"A cloth tape covered in a layer of glue - this seems simple enough that it could be made even with ancient technology, right"
Lets look at what exactly duct tape is made out of to find out for sure!
The original 'duck' tape used cotton duck cloth as its backing. The word 'duck' actually comes from Dutch for linen canvas. Tight woven canvasses of linen became readily used for painting, shields, and sails by the late middle ages in Europe; cotton versions were not as strong but lighter. My research is quasi-inconclusive, but it appears that tight woven canvas was not used by the Greeks and Romans, who used lighter linen sails. The Arabs used lighter woven hemp sails.
In any case, appropriate cloth is available by the Medieval period at the latest, possibly much earlier.

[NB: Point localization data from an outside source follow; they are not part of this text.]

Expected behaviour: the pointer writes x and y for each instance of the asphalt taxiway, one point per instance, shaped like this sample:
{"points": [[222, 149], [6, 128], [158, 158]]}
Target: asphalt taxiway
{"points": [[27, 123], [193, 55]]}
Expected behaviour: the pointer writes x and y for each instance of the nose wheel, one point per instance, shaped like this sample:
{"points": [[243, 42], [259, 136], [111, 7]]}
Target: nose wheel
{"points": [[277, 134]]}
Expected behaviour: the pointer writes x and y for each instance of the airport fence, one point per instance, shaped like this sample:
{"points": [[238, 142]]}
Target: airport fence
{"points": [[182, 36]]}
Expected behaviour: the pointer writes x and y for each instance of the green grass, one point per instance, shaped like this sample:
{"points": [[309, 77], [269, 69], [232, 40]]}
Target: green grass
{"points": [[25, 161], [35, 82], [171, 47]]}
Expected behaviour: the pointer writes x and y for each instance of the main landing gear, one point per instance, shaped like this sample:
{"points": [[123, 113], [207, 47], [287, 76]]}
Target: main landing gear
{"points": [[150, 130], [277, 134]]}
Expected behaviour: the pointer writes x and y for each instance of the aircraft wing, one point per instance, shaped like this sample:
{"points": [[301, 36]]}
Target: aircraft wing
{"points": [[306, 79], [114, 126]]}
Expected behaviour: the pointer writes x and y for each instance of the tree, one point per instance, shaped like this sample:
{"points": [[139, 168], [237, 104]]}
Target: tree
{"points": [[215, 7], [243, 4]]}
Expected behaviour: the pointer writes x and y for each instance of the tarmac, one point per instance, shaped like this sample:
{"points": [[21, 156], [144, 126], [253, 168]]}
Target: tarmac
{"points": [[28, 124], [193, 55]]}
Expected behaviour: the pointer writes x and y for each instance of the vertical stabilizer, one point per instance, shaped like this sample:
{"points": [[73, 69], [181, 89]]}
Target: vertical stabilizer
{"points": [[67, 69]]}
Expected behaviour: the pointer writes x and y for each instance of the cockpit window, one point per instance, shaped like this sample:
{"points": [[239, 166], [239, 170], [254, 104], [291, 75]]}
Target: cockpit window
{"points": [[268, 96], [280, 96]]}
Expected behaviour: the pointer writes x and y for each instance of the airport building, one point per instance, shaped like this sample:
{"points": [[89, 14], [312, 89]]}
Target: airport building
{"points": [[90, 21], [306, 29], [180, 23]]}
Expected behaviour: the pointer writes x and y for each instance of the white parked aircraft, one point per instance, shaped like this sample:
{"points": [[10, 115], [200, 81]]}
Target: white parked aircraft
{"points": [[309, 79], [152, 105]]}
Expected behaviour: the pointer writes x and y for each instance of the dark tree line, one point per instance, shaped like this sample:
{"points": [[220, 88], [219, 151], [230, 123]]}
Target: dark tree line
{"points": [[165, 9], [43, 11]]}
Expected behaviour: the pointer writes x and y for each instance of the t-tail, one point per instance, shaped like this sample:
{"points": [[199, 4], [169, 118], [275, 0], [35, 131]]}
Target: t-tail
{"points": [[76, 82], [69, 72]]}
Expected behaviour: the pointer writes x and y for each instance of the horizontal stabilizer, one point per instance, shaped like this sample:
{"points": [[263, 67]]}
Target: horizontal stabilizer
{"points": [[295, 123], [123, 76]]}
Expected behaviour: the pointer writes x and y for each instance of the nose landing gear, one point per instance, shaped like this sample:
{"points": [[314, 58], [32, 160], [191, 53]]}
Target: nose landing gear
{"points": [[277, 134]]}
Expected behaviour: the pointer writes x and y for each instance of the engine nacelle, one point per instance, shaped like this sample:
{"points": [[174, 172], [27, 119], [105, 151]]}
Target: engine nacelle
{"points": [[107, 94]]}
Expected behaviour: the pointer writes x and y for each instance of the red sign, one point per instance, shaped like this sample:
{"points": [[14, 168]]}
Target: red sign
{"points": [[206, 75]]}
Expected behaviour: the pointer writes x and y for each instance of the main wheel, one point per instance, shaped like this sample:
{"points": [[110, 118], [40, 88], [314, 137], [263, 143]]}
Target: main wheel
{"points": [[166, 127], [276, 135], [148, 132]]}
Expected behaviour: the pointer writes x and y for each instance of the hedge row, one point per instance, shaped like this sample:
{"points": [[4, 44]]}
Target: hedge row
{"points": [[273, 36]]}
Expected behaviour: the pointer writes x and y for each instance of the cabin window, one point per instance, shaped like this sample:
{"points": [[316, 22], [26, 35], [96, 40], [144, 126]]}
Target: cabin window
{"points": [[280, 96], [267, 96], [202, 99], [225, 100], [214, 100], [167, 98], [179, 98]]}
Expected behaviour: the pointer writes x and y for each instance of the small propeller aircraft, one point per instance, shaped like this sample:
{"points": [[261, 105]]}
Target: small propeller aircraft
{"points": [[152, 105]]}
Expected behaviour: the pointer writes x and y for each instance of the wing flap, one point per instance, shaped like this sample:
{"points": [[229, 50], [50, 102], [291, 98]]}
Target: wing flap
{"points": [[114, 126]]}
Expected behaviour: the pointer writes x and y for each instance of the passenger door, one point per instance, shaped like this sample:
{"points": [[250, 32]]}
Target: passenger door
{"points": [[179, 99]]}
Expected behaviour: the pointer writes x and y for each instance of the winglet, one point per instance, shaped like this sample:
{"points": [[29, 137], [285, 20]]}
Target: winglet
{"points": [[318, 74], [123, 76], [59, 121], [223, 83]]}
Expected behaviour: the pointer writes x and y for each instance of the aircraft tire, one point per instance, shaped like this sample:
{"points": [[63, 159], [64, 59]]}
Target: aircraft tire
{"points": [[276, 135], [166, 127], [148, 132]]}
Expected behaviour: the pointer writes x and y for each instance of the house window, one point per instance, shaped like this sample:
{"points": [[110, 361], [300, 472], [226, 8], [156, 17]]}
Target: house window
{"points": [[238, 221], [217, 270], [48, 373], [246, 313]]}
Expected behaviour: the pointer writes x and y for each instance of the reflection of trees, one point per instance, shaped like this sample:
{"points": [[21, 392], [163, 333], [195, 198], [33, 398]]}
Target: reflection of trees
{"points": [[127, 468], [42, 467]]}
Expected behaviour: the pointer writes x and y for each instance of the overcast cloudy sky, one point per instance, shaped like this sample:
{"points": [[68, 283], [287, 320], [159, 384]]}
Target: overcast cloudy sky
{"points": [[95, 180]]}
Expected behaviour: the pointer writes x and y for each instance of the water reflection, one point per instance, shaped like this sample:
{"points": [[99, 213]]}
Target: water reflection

Wikipedia's amazing Chemistry of pressure-sensitive adhesives comes in handy here! Basically, adhesive tape depended on the presence of rubber at first. An example would be a mixture of rosin and rubber. Now both of these are natural ingredients, and both are in fact tree sap. So we can conclude that the ingredients are all present by the middle ages at the latest.
Problems and Solutions
However, there is a problem. The first is that these resources are found in widely different areas. Rosin comes from pine trees and wild rubber from rubber trees; one is at home in temperate and/or mountainous regions, the other in the lowland tropics. This can be overcome by two ways. The first is to make a world where these regions are adjacent to each other. The Mexican highlands are filled with pine, and the nearby Yucutan is a lowland rainforest; make these areas larger and have your civilization develop there. The second is to invent new plants. The Germans tried to extract natural rubber from dandelions, which contain small amounts of latex. They were unsuccessful, but if you invented a much more latex-y dandelion plant that lived in temperate environments with pine trees, then the ingridents would be together.